Using setRequestInterception in Puppeteer
Use setRequestInterception to customize handling of browser requests, both before the request begins and after it completes.
Request interception is useful when you need to abort certain requests, serve a different response, or capture the content of a server reply. Getting started with request interception is easy.
const page = await browser.newPage();
page.setRequestInterception(true);
page.on("request", onRequestStarted);
page.on("requestfinished", onRequestFinished);
The setRequestInterception
function acts as a toggle, controlling whether Puppeteer will invoke your request
and requestfinished
callbacks.
What are the potential use cases for request interception?
- Abort requests for images or other media if you're trying to save bandwidth while running a scraper.
- Receive an AJAX reply and extract its content, instead of trying to pull the information from the DOM.
- Serve altered responses to the browser.
Running code before a request is sent
The request
callback will run for every request that the browser makes. You can stop the request with the abort
method, allow it to continue
, or even use respond
to serve a reply without making the request at all.
This is an example callback that uses all of the above.
function onRequestStarted(request) {
if (request.resourceType() === "image") {
if (!request.url().includes("gstatic")) {
return request.abort();
}
}
s3.getObject(
{
Bucket: "puppeteer-cache",
Key: encodeURIComponent(request.url())
},
(err, data) => {
if (!err) {
return request.respond({ status: 200, body: data.Body });
}
return request.continue();
}
);
}
In this example, we abort any request for an image, and look for other resources in an S3 bucket before finally allowing the request to continue as normal, if the file is not available in the cache.
Always remember to return with continue, abort, or respond! The browser session will hang indefinitely if your callback doesn't return anything.
Running code after a request is finished
Our first example ignored image requests and attempted to use S3 as a cache, only allowing the request to continue normally if no cached copy was found.
We can use the requestfinished
event to push responses to the S3 cache. We'll need to inspect the response headers for this to work properly, because only certain kinds of responses should end up in the cache.
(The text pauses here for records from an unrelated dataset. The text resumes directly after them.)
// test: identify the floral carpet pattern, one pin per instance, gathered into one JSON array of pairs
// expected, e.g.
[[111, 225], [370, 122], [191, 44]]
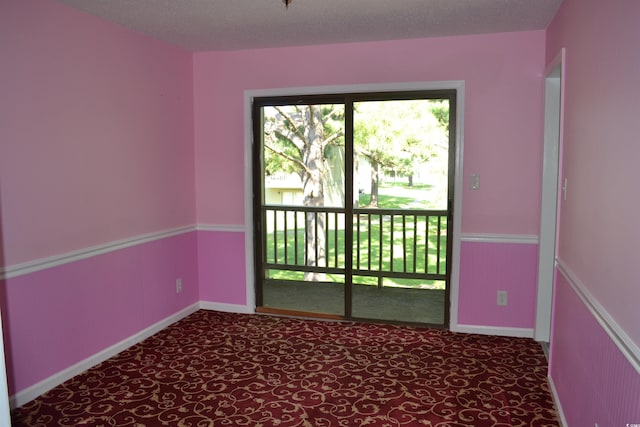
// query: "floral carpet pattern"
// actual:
[[223, 369]]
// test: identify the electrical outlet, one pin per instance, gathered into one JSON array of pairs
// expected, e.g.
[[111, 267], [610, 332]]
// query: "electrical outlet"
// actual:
[[502, 297]]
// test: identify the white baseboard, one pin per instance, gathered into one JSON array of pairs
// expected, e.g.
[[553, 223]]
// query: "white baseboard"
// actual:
[[47, 384], [229, 308], [556, 401], [494, 330]]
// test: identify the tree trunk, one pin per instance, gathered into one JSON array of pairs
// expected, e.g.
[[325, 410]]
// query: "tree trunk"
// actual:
[[375, 166], [313, 194]]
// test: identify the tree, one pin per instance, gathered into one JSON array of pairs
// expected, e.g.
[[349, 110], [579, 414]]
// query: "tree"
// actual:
[[300, 135], [395, 136]]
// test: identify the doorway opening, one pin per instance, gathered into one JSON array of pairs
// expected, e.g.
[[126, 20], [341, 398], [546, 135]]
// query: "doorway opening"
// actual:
[[353, 198]]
function onRequestFinished(request) {
const response = request.response();
const headers = response.headers();
const cachePolicy = headers["cache-control"];
if (cachePolicy) {
if (
cachePolicy.includes("no-cache") ||
cachePolicy.includes("private")
) {
return;
}
}
if (response.status() != 301 && response.status() != 302) {
if (request.resourceType() == "image") {
return;
}
response
.buffer()
.then(buffer => {
s3.upload(
{
Bucket: "puppeteer-cache",
Key: encodeURIComponent(request.url()),
Body: buffer
},
(err, data) => {
if (err) {
console.log(`Cache error: ${err}`);
}
}
);
})
.catch(err => {
console.log(`S3 Put Failed: ${err}`);
});
}
}
We ignore image responses here, just like in the request
callback, but unless the response is marked as no-cache
it is otherwise uploaded to S3.
The request
and requestfinished
callbacks are a powerful combination! I hope these examples have given you some idea of how they can help solve your own scraping problems.